結論 本件審判の請求は、成り立たない。 審判費用は、請求人の負担とする。 
理由 I.手続の経緯
本件特許第3361055号についての手続の経緯の概要は、以下のとおりである。
平成10年 5月29日 特許出願(特願平10-149107号)
平成14年10月18日 特許権の設定登録
平成21年 2月20日 無効審判請求
平成21年 5月25日 被請求人:答弁書提出
平成21年 7月 9日 請求人:口頭審理陳述要領書提出
平成21年 7月 9日 口頭審理
平成21年 7月24日 請求人:上申書提出、被請求人:上申書提出

II.本件発明
本件特許3361055号の請求項1に係る発明(以下、「本件発明1」という。)は、特許明細書の請求項1に記載された事項により特定される次のとおりのものである。
「【請求項1】 ケースと、
このケース内に収容される回路基板と、
この回路基板上に実装されるリード取付形のIPMと、
このIPMの上面部に該IPMの下面側からねじ等の取付具により取付けられる放熱板と、
前記回路基板に前記取付具の取付け位置に対応して形成された穴と、
前記ケース内に前記回路基板及びIPMのリードを覆うように充填されるポッティング材とを具備すると共に、
前記放熱板は、その一部が前記ポッティング材中に埋設状態とされていること
を特徴とする電子ユニット。」

III.請求人の主張
これに対して、請求人は、本件発明1の特許を無効とするとの審決を求め、その理由として、本件発明1は、甲第1号証に記載された発明及び甲第2号証、甲第4号証、甲第6号証ないし甲第8号証に記載された発明に基づいて当業者が容易に発明をすることができたものであるから、特許法第29条第2項の規定により特許を受けることができないものであり、特許法第123条第1項第2号に該当し、無効とすべきであると主張し、その証拠方法として下記甲号各証を提出している。
なお、請求人は、審判請求書において甲第3号証、甲第5号証、甲第9号証を提出しているが、これら甲号各証は、口頭審理の際に取り下げられた。
また、請求人は、平成21年7月24日付けの上申書において、本件特許の出願時の技術水準を示す根拠として、参考資料1-7を提出している。

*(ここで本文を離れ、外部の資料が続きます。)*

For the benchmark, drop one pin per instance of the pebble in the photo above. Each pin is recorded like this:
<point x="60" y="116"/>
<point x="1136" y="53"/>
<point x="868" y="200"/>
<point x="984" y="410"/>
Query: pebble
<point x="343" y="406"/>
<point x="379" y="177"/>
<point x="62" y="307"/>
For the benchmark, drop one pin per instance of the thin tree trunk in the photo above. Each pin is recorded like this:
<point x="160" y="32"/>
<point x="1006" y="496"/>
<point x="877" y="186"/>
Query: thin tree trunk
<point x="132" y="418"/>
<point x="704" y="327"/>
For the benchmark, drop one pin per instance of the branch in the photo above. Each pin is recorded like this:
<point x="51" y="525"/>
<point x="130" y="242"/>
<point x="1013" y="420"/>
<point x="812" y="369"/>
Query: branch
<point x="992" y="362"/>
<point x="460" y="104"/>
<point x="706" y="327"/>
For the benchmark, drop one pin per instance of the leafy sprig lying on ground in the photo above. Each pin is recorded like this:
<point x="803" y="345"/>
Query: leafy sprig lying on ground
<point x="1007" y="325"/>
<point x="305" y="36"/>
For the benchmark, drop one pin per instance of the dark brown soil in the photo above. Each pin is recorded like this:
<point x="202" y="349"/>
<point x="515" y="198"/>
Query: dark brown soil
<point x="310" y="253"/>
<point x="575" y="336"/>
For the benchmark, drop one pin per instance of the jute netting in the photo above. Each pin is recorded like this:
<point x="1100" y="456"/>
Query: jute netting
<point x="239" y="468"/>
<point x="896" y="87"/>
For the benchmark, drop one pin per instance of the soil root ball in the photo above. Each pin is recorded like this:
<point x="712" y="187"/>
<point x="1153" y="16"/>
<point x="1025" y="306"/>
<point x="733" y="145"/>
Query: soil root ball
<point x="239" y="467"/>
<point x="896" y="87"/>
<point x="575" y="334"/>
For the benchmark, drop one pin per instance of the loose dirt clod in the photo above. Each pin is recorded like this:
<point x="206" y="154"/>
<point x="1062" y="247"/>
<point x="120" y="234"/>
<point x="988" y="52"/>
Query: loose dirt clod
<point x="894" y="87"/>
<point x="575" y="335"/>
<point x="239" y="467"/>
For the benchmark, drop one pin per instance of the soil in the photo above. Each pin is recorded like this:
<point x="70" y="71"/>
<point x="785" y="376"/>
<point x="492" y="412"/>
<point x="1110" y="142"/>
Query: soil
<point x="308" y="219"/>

(1)甲第1号証 実願昭53-023787号(実開昭54-129271号)のマイクロフイルム
(2)甲第2号証 特開平9-36303号公報
(3)甲第4号証 特開平4-314358号公報
(4)甲第6号証 特開平9-219519号公報
(5)甲第7号証 特開平10-41460号公報
(6)甲第8号証 国際公開第98/10508号(国際公開日:平成10年3月12日)
(7)参考資料1 特開平9-191659号公報
(8)参考資料2 「超小型DIP-IPM」と題する論文(三菱電機技報 Vol.71 No.12 1997 67-70頁)
(9)参考資料3 「三菱インテリジェントパワーモジュール」と題する文書(三菱電機技報 Vol.67 No.9 1993 107頁)
(10)参考文献4 特開平7-74292号公報
(11)参考文献5 特開平9-206492号公報
(12)参考文献6 特開平4-82597号公報
(13)参考文献7 特開平7-136384号公報

IV.被請求人の主張
被請求人は、本件発明1は、甲第1号証に記載された発明及び甲第2号証、甲第4号証、甲第6号証ないし甲第8号証に記載された発明に基づいて当業者が容易に発明をすることができたものではなく、本件発明1の特許は、特許法第29条第2項の規定に違反してされたものではないから、本件特許無効の審判は成り立たない旨主張している。

V.甲号各証の記載事項
(1)甲第1号証:実願昭53-023787号(実開昭54-129271号)のマイクロフィルム
(1a)「プリント基板に載設される半導体素子を該プリント基板に垂直な軸方向を有するネジによって固着する放熱器が前記プリント基板に間隔をおいて平行に固定され、前記プリント基板の前記ネジの直下方にあたる部分にネジ回しを挿入できる穴を設けて成ることを特徴とする半導体素子放熱器の取付構造。」(実用新案登録請求の範囲)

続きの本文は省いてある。